A Security shall not be valid until an authorized signatory of the
Trustee manually signs the certificate of authentication on the Security. The
signature shall be conclusive evidence that the Security has been authenticated
under this Indenture.
On the Issue Date, the Trustee shall authenticate and deliver $100.0
million of 12% Senior Subordinated Notes Due 2009 and, at any time and from time
to time thereafter,
33
the Trustee shall authenticate and deliver Additional Securities for original
issue upon a written order of the Company signed by two Officers or by an
Officer and either an Assistant Treasurer or an Assistant Secretary of the
Company. Such order shall specify the amount of the Securities to be
authenticated and the date on which the original issue of Securities is to be
authenticated and, in the case of an issuance of Additional Securities pursuant
to Section 2.13 after the Issue Date, shall certify that such issuance is in
compliance with Section 4.03.
The Trustee may appoint an authenticating agent reasonably
acceptable to the Company to authenticate the Securities. Unless limited by the
terms of such appointment, an authenticating agent may authenticate Securities
whenever the Trustee may do so. Each reference in this Indenture to
authentication by the Trustee includes authentication by such agent. An
authenticating agent has the same rights as any Registrar, Paying Agent or agent
for service of notices and demands.
SECTION 2.03. REGISTRAR AND PAYING AGENT. The Company shall maintain
an office or agency where Securities may be presented for registration of
transfer or for exchange (the "Registrar") and an office or agency where
Securities may be presented for payment (the "Paying Agent"). The Registrar
shall keep a register of the Securities and of their transfer and exchange. The
Company may have one or more co-registrars and one or more additional paying
agents. The term "Paying Agent" includes any additional paying agent.

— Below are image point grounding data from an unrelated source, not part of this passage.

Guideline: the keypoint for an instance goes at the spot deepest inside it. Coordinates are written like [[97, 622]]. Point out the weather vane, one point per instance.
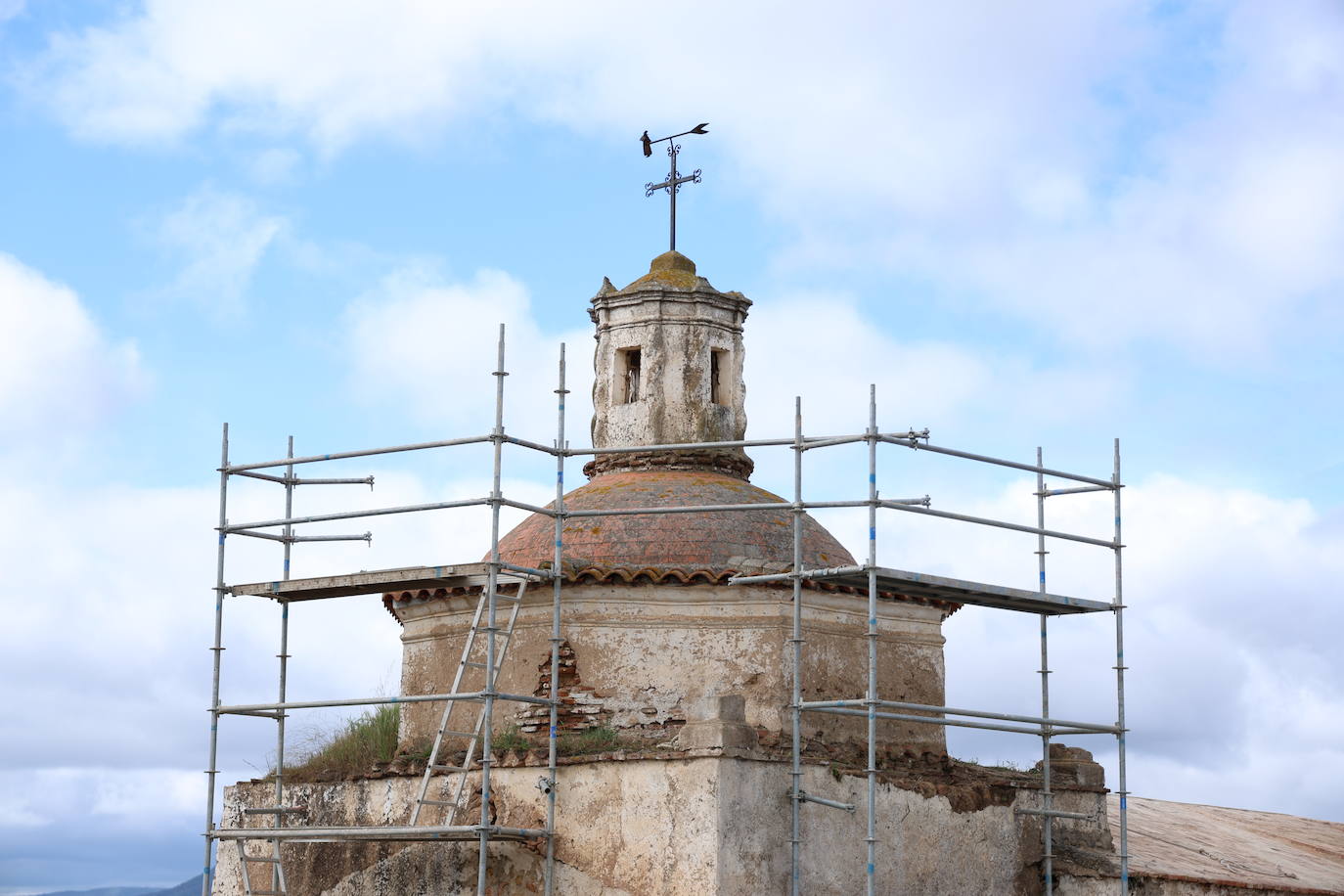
[[674, 183]]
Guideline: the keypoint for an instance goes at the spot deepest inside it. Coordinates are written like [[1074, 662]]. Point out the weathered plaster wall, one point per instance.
[[676, 320], [687, 827], [644, 654]]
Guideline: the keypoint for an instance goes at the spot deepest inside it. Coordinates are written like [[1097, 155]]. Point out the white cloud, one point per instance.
[[1035, 157], [58, 371], [219, 238], [1234, 684], [11, 10], [431, 344]]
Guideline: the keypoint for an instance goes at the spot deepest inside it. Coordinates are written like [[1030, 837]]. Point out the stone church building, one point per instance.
[[680, 681]]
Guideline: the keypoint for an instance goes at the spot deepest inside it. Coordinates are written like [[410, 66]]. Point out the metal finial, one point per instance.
[[674, 183]]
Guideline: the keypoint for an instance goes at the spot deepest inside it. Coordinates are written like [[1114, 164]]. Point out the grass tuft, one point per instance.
[[603, 739], [365, 741]]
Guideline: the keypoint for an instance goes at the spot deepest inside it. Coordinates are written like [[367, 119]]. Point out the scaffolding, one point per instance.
[[867, 578]]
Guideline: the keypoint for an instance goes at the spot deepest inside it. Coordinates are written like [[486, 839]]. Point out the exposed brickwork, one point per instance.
[[579, 708]]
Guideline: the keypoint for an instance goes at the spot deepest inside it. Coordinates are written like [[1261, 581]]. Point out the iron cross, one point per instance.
[[674, 183]]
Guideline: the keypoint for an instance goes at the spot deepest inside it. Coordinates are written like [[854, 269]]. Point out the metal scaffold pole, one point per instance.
[[485, 579], [557, 571], [1048, 823], [211, 771], [284, 661], [796, 658], [492, 622], [1120, 691], [873, 643]]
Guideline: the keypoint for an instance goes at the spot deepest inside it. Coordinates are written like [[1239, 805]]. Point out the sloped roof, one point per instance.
[[714, 540], [1235, 848]]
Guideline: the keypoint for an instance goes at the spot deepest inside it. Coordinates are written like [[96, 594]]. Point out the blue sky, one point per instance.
[[1046, 225]]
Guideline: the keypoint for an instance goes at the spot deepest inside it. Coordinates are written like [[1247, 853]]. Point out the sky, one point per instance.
[[1026, 225]]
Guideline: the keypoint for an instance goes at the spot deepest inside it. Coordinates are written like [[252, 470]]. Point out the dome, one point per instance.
[[708, 540]]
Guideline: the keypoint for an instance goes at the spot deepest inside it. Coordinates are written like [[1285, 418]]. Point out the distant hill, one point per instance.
[[186, 888]]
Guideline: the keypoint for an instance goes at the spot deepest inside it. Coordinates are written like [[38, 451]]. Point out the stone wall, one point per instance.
[[640, 655], [695, 824]]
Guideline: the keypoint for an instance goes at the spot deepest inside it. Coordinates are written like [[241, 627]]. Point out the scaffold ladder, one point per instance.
[[431, 766], [272, 861]]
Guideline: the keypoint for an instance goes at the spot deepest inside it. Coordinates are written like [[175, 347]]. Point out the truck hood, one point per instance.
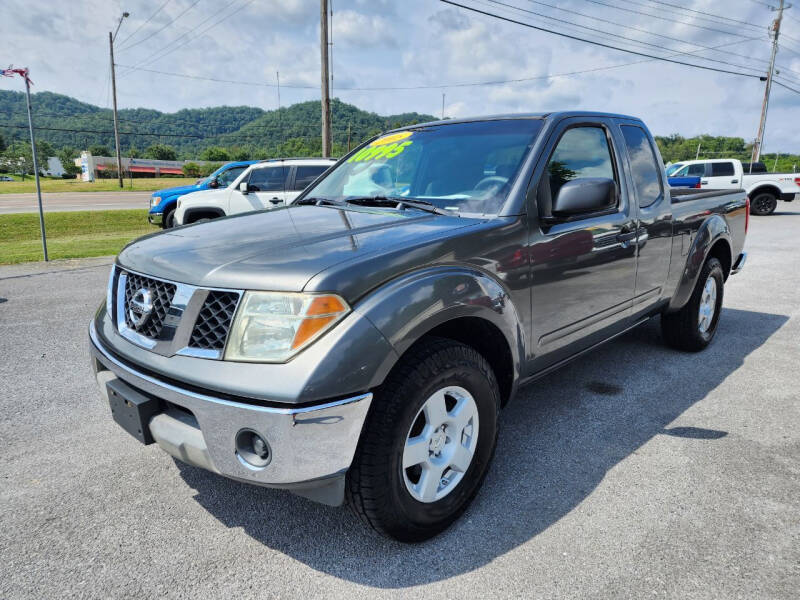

The Company shall enter into an appropriate agency agreement with
any Registrar, Paying Agent or co-registrar not a party to this Indenture, which
shall incorporate the terms of the TIA. The agreement shall implement the
provisions of this Indenture that relate to such agent. The Company shall notify
the Trustee of the name and address of any such agent. If the Company fails to
maintain a Registrar or Paying Agent, the Trustee shall act as such and shall
be entitled to appropriate compensation therefor pursuant to Section 7.07. The
Company or any of its domestically incorporated Wholly Owned Subsidiaries may
act as Paying Agent, Registrar, co-registrar or transfer agent.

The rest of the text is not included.